Dr. Borinstein's research focuses on the development of better treatment for pediatric sarcomas. Specifically, his laboratory investigates how changes in DNA methylation contribute to the pathogenesis of Ewing Sarcoma. DNA methylation is an epigenetic mechanism that contributes to the regulation of genes. His laboratory is trying to understand how DNA methylation contributes to Ewing Sarcoma tumor formation and spread and to determine if methylation of certain genes could play a role in diagnosis, treatment, or the development of novel treatments for this disease. The Sunbeam Foundation is extremely excited about Dr. Borinstein's research and we are proud to support him.

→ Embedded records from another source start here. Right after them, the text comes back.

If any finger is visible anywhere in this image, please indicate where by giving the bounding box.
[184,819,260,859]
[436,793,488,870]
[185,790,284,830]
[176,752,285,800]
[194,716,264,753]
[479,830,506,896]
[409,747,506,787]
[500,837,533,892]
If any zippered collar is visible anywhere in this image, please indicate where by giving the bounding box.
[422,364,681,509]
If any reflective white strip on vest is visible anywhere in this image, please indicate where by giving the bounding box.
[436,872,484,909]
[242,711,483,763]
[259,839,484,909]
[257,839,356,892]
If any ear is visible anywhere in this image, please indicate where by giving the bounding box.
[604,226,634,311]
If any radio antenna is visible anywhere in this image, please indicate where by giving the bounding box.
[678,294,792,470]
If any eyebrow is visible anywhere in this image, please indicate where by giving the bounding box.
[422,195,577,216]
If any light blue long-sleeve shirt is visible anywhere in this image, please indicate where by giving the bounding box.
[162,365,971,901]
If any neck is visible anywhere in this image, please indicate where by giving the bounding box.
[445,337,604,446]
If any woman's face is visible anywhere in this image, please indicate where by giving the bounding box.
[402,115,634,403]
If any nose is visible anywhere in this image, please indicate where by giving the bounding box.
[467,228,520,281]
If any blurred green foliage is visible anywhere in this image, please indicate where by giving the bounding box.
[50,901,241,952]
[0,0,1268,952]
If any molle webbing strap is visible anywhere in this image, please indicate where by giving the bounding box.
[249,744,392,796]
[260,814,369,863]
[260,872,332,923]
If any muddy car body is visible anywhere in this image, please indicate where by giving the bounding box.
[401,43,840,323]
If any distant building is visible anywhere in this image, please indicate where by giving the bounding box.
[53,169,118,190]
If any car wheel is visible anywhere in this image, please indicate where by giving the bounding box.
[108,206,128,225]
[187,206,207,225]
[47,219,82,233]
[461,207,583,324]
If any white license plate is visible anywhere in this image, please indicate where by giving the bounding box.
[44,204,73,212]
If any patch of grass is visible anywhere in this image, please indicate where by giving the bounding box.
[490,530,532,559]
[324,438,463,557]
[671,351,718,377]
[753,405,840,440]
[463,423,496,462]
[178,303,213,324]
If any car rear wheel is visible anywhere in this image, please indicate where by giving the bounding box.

Dr. Stephen Lessnick, Huntsman Cancer Institue, University of Utah

Dr. Lessnick is an Assistant Professor of pediatrics, adjunct Assistant Professor of oncological sciences, and an investigator at the HCI Center for Children. Lessnick earned his bachelor's degree from Brandeis University followed by MD and PhD degrees from the University of California, Los Angeles (UCLA) as part of the Medical Scientist Training Program (MSTP). He conducted his internship and residency at Children's Hospital in Boston, followed by a fellowship in pediatrics hematology. He completed postdoctoral research in the Pediatric Oncology Department at the Dana-Farber Cancer Institute and joined HCI in January 2004.

Dr. Lessnick's Lab is interested in determining what genes are regulated by EWS/FLI (the key tumor-causing molecule in Ewing's Sarcoma), the role these genes play in the formation of Ewing's Sarcoma, and any other genetic alterations required for the genesis of Ewing's Sarcoma. To study these factors, Dr. Lessnick has developed model systems that allow the EWS/FLI to be turned on and off at will to determine which targets are altered and their roles in the development of Ewing's Sarcoma tumors. Through this process, Dr. Lessnick hopes to develop a complete understanding of the molecular basis of Ewing's Sarcoma and to apply this understanding to the treatment of patients with this devastating disease.